The acting by first time actor, Suraj Sharma, was very good. Nothing was incredibly overacted, nor could you tell that this was Sharma's first ever film. He was able to carry the film on his shoulders so well. He was wild and crazy as Pi, but also scared and heartbroken, yet hopeful. A very hard mix, but I found Sharma played it all very well.
And the graphics, of course, were incredible. The cinematography is just gorgeous, and this is one of those movies you really have to see on the big screen to really appreciate what it looks like. And of course, this movie is almost this year's Hugo in a way. An acclaimed director making their first dip into a family movie, and into 3D, both which are acclaimed movies, and the 3D is highly praised. While I wasn't a fan of the 3D in Hugo (I felt it was overdone and made everything look like an animated film almost), the 3D in this film really added to the movie, but didn't overly stand out. And of course, this will be the year's frontrunner for visual effects. My only complaint was that the animals acted a little too human, but, reaching the end of the movie and hearing it's conclusion, that may have been the point.

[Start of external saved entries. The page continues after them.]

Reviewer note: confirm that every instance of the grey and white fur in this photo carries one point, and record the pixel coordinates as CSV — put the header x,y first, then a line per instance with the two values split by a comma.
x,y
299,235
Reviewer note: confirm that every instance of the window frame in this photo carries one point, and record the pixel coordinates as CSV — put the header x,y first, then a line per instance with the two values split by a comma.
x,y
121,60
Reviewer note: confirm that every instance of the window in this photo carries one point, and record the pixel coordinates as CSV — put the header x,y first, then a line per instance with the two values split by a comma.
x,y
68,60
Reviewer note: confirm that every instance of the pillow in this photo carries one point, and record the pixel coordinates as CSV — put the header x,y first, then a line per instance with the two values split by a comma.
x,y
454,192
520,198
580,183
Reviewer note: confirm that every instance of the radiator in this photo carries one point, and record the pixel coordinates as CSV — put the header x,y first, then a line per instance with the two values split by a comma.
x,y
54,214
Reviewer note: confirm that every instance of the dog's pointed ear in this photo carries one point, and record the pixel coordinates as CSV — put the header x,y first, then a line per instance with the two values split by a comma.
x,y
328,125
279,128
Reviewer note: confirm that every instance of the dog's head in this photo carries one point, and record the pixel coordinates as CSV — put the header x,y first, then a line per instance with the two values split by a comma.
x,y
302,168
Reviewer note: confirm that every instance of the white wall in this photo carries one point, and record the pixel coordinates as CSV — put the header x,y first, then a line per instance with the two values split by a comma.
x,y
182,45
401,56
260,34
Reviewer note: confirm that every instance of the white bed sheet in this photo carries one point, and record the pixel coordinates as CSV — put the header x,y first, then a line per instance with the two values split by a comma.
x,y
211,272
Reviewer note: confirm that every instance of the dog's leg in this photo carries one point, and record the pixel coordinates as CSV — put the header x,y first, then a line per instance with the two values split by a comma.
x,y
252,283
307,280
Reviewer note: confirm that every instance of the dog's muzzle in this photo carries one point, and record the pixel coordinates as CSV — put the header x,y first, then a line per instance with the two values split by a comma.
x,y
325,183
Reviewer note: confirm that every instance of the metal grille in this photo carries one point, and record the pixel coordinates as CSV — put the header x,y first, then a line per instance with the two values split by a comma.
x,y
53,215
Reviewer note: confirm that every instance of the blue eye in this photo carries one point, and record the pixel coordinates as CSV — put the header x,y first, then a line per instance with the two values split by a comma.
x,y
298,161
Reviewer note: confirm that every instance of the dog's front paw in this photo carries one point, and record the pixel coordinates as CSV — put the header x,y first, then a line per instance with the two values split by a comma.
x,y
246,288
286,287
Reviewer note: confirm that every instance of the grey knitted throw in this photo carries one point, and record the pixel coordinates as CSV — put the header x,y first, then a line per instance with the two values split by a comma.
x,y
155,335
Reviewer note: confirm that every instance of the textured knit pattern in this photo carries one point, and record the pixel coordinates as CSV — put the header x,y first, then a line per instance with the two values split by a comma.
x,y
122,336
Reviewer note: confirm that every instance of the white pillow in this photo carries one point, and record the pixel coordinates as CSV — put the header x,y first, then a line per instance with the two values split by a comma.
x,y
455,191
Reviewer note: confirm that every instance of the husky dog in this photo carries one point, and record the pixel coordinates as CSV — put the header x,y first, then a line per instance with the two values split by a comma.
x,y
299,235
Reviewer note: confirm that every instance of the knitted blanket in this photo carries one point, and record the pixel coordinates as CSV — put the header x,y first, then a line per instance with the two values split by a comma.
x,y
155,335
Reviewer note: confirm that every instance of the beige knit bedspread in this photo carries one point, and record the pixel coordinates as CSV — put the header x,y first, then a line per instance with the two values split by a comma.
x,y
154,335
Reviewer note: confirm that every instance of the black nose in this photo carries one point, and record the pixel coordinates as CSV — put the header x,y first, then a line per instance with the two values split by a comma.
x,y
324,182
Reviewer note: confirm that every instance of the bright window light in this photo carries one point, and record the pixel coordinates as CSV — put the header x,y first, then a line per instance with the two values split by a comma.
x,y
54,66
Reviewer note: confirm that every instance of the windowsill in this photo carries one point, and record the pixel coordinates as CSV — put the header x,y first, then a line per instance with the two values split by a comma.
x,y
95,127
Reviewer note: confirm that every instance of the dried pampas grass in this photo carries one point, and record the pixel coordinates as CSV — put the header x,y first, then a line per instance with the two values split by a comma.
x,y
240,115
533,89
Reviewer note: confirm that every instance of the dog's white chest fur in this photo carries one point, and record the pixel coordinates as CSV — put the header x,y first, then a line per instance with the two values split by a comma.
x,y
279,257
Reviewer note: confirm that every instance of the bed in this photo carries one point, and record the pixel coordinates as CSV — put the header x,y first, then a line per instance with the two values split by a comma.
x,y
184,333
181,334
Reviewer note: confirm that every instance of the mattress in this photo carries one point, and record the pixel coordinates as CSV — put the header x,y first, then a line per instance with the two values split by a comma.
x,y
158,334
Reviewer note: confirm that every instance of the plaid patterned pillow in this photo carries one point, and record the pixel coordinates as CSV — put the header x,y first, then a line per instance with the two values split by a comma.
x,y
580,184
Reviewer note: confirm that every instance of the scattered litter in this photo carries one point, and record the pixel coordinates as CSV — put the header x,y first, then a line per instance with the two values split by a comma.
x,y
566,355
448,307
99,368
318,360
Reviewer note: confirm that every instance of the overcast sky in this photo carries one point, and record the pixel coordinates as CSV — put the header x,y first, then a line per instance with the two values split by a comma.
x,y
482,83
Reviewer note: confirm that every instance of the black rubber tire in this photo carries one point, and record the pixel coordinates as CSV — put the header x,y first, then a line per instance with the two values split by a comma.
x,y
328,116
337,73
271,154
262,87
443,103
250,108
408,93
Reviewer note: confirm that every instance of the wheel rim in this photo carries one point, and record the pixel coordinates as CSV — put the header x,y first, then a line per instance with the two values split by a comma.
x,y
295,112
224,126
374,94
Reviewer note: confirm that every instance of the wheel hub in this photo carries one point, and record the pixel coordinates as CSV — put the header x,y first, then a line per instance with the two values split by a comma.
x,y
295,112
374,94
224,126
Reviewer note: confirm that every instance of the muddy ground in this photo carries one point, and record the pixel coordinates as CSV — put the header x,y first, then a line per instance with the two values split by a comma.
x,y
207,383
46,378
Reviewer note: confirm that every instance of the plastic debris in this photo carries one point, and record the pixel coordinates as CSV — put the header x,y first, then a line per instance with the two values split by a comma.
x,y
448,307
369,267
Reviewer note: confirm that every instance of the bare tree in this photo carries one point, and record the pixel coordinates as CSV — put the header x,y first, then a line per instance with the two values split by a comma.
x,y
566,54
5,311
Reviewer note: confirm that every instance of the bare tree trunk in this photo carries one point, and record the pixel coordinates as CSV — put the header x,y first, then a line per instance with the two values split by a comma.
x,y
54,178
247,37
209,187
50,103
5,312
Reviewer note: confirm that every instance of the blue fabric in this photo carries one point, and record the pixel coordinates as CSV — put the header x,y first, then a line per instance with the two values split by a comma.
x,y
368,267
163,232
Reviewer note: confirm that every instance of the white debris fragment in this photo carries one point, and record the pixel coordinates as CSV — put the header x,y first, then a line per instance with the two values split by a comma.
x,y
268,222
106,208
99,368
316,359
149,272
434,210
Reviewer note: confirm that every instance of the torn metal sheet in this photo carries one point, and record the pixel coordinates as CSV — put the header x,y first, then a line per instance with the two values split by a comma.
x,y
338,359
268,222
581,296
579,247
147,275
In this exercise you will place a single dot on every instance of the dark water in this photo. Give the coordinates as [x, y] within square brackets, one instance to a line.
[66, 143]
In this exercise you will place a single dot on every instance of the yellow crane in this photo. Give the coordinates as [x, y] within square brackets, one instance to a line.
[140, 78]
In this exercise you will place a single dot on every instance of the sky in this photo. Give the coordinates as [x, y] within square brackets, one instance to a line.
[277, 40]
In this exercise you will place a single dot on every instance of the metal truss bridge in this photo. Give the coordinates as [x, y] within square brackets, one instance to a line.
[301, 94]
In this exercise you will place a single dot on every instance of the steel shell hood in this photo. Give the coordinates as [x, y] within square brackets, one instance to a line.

As for Oscar chances, I'd be upset if it wasn't up for Best Picture, though I don't expect it to win. It was a very well made film, and while I don't quite see Ang Lee sneaking in for Director, it wouldn't be a surprise if he did. It's a packed year for main actors, so I don't see Suraj Sharma making it in, but I can hope it'll make it in to adapted screenplay (up against Argo, Silver Linings Playbook, Lincoln, and Les Mis). And of course, cinematography, art direction, visual effects, and I could see it sneaking in for Best Score. Overall, this is definitely the best family-oriented film of the year (it's the only movie this year that's getting awards attention and is only rated PG).
Overall, I was extremely satisfied with this film in a number of ways. It took chances, it did things differently, and it turned out incredibly well despite people claiming that this book is "unfilmable", which I had definitely agreed with at first until I saw the director Lee took with the film.